Run ParMETIS and output format
^^^^^^^^^^^^^^^^^^^^^^^^^^^^^^^

ParMETIS contains a command called ``pm_dglpart``, which loads the graph stored
in the three files from the machine where ``pm_dglpart`` is invoked, distributes
data to all machines in the cluster and invokes ParMETIS to partition the
graph. When it completes, it generates three files for each partition:
``p<part_id>-xxx_nodes.txt``, ``p<part_id>-xxx_edges.txt``,
``p<part_id>-xxx_stats.txt``.

.. note::

    ParMETIS reassigns IDs to nodes during the partitioning. After ID reassignment,
    the nodes in a partition are assigned with contiguous IDs; furthermore, the nodes of
    the same type are assigned with contiguous IDs.

``p<part_id>-xxx_nodes.txt`` stores the node data of the partition. Each row represents
a node with the following fields:

.. code-block:: none

    <node_id> <node_type_id> <node_weight_list> <type_wise_node_id>

* ``<node_id>`` is the *homogeneous* node ID after ID reassignment.
* ``<node_type_id>`` is the node type ID.
* ``<node_weight_list>`` is the node weight used by ParMETIS (copied from the input file).
* ``<type_wise_node_id>`` is an integer representing the node ID in its own type.
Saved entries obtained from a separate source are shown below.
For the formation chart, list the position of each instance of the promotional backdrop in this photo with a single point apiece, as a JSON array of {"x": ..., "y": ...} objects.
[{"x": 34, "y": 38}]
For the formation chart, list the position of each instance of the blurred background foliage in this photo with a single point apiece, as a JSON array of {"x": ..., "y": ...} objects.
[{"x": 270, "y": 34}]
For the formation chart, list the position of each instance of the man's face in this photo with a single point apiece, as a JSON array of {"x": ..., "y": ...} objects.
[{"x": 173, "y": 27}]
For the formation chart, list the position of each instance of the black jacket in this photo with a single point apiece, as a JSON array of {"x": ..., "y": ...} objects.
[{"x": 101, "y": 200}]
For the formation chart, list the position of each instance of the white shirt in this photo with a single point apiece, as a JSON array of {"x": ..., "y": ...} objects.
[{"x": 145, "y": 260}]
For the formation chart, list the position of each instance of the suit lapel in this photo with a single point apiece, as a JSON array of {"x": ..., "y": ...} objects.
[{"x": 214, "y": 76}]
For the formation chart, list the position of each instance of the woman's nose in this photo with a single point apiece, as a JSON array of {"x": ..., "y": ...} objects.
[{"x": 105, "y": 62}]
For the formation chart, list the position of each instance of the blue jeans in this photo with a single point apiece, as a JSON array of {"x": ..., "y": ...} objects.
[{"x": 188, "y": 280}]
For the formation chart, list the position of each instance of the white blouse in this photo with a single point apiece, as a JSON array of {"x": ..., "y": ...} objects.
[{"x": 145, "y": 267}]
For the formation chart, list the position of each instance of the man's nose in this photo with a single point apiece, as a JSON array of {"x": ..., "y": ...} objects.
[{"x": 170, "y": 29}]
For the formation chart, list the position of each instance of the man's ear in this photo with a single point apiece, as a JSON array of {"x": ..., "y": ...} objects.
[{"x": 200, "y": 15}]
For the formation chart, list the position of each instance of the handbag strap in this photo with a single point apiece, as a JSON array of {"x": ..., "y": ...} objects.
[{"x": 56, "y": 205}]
``p<part_id>-xxx_edges.txt`` stores the edge data of the partition. Each row represents
an edge with the following fields:

.. code-block:: none

    <src_id> <dst_id> <orig_src_id> <orig_dst_id> <type_wise_edge_id> <edge_type_id>

* ``<src_id>`` is the *homogeneous* ID of the source node after ID reassignment.
* ``<dst_id>`` is the *homogeneous* ID of the destination node after ID reassignment.
* ``<orig_src_id>`` is the *homogeneous* ID of the source node in the input graph.
* ``<orig_dst_id>`` is the *homogeneous* ID of the destination node in the input graph.
* ``<type_wise_edge_id>`` is the edge ID in its own type.
* ``<edge_type_id>`` is the edge type ID.

When invoking ``pm_dglpart``, the three input files: ``xxx_nodes.txt``,
``xxx_edges.txt``, ``xxx_stats.txt`` should be located in the directory where
``pm_dglpart`` runs. The following command run four ParMETIS processes to
partition the graph named ``xxx`` into eight partitions (each process handles
two partitions).

.. code-block:: bash

    mpirun -np 4 pm_dglpart xxx 2

The output files from ParMETIS then need to be converted to the
:ref:`partition assignment format <guide-distributed-prep-partition>` to in
order to run subsequent preprocessing steps.